The President responded that it was important to him to hear the faculty express their views. He went on to say that in his first couple of years at Columbia, space was the issue that everyone brought up, and that investing in space had to be the priority. It is not “space for space’s sake,” but essential to the greatness of this University. Nevertheless, the enhancement of teaching and research of Arts and Sciences has been at the center of his thinking.
Several faculty made statements about the downgrading and erosion of the quality of life for Arts and Sciences faculty members and asked the President to stand up for the Arts and Sciences because we are at a dangerous point in our present and future. Suggesting that he has not been well-served by the report of the Task Force, faculty asked him to reconsider its proposals. The President agreed that we need to step back and go back to the table to consider the implications of the proposal.

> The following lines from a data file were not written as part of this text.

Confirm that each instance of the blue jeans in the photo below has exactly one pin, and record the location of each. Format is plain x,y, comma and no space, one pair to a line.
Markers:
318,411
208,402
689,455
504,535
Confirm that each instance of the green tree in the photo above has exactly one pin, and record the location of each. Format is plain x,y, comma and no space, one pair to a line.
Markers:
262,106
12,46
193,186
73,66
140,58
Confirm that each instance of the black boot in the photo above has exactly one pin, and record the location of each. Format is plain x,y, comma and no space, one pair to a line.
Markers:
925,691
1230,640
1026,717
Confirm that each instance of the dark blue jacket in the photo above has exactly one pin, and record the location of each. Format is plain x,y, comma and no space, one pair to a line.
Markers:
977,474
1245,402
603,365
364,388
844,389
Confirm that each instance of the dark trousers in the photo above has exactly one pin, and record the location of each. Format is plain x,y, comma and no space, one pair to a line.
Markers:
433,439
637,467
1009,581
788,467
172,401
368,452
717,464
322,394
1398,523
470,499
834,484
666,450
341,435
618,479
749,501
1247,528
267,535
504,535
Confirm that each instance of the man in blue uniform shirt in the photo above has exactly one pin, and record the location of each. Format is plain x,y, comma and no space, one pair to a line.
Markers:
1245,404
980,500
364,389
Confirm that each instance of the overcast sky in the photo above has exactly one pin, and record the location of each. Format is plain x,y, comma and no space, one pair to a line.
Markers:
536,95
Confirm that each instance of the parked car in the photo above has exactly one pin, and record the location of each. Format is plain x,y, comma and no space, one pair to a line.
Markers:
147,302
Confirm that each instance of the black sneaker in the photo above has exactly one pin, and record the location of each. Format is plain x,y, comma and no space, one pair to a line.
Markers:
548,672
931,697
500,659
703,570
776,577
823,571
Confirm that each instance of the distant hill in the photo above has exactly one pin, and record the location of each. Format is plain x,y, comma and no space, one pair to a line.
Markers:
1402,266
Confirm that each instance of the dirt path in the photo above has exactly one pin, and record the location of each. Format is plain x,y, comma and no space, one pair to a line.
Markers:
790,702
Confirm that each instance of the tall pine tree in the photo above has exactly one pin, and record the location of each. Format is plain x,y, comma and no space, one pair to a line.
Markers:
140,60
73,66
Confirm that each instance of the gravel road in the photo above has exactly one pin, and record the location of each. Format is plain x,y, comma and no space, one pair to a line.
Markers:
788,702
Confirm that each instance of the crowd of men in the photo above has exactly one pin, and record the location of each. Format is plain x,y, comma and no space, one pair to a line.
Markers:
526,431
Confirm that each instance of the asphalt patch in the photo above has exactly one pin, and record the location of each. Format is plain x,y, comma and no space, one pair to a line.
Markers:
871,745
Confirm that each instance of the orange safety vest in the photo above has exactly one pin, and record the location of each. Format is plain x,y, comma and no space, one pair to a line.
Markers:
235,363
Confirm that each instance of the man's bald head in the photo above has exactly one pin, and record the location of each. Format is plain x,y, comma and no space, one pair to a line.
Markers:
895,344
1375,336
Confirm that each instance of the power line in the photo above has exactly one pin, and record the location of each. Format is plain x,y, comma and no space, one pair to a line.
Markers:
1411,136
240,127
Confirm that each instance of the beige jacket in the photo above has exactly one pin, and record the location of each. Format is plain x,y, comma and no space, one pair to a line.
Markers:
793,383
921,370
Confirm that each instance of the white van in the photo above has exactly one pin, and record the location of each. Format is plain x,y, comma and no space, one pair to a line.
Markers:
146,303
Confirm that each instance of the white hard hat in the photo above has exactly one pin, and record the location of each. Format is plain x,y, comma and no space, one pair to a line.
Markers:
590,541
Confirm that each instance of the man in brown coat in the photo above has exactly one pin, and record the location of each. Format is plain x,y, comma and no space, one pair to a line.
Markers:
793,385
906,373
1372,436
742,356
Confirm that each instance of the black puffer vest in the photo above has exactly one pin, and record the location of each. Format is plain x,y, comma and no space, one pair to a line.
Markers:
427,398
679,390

At 1:30, Provost Claude Steele took the floor. He asked faculty to consider their concerns in terms of a national context, in which towns and cities were in dire economic straits, and that perhaps the issue was that universities were always the last kind of institution to examine the high costs of their benefits packages. The tough economic times and circumstances within the University led the Task Force to the conclusions they reached. Faculty members then directed additional comments and suggestions to President Bollinger about the ways in which Arts and Sciences faculty can be included in the all-important process of deciding which benefits to adjust and in what ways.

The President reaffirmed that the Task Force would need to step back and reconsider some of the very pressing issues that the faculty had raised during the meeting.

Professor Barolini thanked everyone for attending, and adjourned the meeting at 2:00pm.